The answer was “Universal Standard on Tour,” a travelling trunk show concept that the brand rolled out in 2022. The company books private appointments with shoppers in advance, allowing them to try nearly every style. Customers then place their orders online.
Last year, the brand visited 54 cities. This year, it’s on track to hit 80. The Tour generates about 15% of revenue and has cut marketing costs by at least 30%. Purchases from the trunk show are, on average, three times higher in value than online orders and return rates are lower.
“This is a way to have a retail presence but without the overhead of renting a store,” Veksler said. “With a store, it could take up to two years to be profitable. This allows us to be profitable with retail from day one.”
Universal Standard is not immune to the difficulties that come with producing plus-size fashion. The concept of body positivity made great strides in the past decade. In the 2010s, fashion shows finally cast plus-size models, and early adopters enjoyed a certain prestige. The market itself was dominated by major mass players like Lane Bryant and Old Navy.
Universal Standard was one of a handful of plus-size start-ups such as Eloquii, Dia & Co and 11 Honoré that raised venture capital to carve out a new category for more premium plus-size options. But as interest in the plus-size category swelled, operational challenges persisted. Providing a more extensive range of sizes posed challenges in inventory planning and in production.
Many brands that embraced inclusive-sizing did not sustain their efforts for long. In 2022, 11 Honoré, a luxury plus-size platform, was sold to Dia & Co. In the past year, both Dia & Co and Eloquii, owned by Walmart since 2018, were acquired by conglomerate FullBeauty Brands.
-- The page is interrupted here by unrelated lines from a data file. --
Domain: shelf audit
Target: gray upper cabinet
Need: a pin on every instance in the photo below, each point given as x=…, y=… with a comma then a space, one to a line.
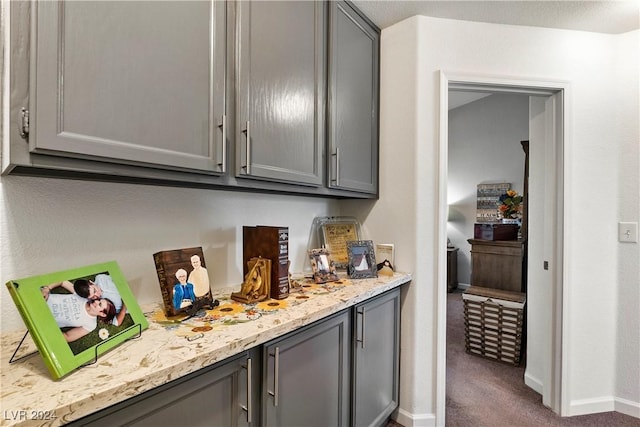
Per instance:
x=280, y=90
x=131, y=82
x=352, y=120
x=256, y=95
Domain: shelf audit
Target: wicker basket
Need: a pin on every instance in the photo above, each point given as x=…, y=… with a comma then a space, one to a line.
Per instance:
x=493, y=321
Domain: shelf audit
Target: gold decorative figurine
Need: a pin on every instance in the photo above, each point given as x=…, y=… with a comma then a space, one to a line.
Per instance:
x=257, y=282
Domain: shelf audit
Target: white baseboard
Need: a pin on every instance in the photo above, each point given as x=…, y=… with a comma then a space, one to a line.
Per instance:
x=591, y=406
x=627, y=407
x=463, y=286
x=408, y=419
x=533, y=383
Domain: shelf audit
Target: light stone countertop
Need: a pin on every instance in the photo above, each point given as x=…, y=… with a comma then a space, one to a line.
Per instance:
x=158, y=356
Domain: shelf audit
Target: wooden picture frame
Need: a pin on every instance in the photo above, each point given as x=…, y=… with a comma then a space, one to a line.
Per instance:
x=190, y=265
x=385, y=251
x=42, y=302
x=334, y=233
x=322, y=266
x=362, y=259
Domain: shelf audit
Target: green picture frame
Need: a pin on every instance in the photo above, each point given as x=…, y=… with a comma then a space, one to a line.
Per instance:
x=66, y=348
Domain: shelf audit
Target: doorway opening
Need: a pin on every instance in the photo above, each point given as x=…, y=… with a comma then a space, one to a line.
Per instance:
x=547, y=133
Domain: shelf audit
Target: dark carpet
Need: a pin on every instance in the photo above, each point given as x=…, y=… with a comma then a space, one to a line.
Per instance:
x=486, y=393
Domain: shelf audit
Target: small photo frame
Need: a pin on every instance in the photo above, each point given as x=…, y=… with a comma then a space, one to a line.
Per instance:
x=385, y=251
x=333, y=235
x=107, y=314
x=362, y=259
x=323, y=267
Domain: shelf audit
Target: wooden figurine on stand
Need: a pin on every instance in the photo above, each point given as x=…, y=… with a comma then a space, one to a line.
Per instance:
x=257, y=282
Ozempic poses an even larger threat to the market. But Veksler said size fluctuation has always been normal for her customers. In April, the brand expanded its exchange program, offering free size-based exchanges. Over 400 products are eligible.
To further scale, the company is seeking a major retail partner with a large footprint of stores to host Universal Standard’s styling appointments permanently.
“With a partner like Nordstrom or Anthropologie,” Veksler said, “We can tap into the $100 billion [plus-size] market and help large retailers embrace size inclusivity.”